Namun, meskipun jumlah korban lebih besar, penetapan tersangka dalam kasus ini belum diumumkan secara publik hingga kini, meskipun penyelidikan teknis dan analisis struktur bangunan disebutkan masih berlangsung.

Tidak seperti kasus Terra Drone, publik tampaknya belum melihat tahapan proses hukum yang sama jelasnya di media massa atau pernyataan aparat. Hal ini menimbulkan pertanyaan tentang kesetaraan respons hukum.

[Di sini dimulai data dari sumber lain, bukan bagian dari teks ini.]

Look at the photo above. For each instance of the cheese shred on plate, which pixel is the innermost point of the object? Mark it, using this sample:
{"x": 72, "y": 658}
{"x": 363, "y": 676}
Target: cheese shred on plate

Keadilan yang Setara Bukan Pilihan

Keadilan, dalam prinsip negara hukum, bersifat egaliter: ia harus berlaku tanpa melihat subjek hukum berasal dari mana, atau lembaga apa yang terlibat.

Korban jiwa tetap korban, apakah itu pekerja pabrik, karyawan perusahaan swasta, atau santri yang sedang beribadah. Mereka semua adalah warga negara yang berhak atas perlindungan keselamatan dan kejelasan hukum.

Baca juga: Kemiskinan dan Ketimpangan Jawa Timur 2025, Menakar Ulang Dampak Pertumbuhan

Perbedaan kecepatan dan keterbukaan proses hukum dalam dua kasus tersebut bukan berarti ada niat buruk dari aparat.

Ia bisa mencerminkan kesenjangan kapasitas administratif, perbedaan struktur organisasi, atau perbedaan bukti teknis yang dimiliki penyidik. Namun sebagai masyarakat yang beradab, kita perlu memastikan bahwa keadilan yang sama benar-benar ditegakkan, bukan hanya terlihat cepat di satu konteks saja.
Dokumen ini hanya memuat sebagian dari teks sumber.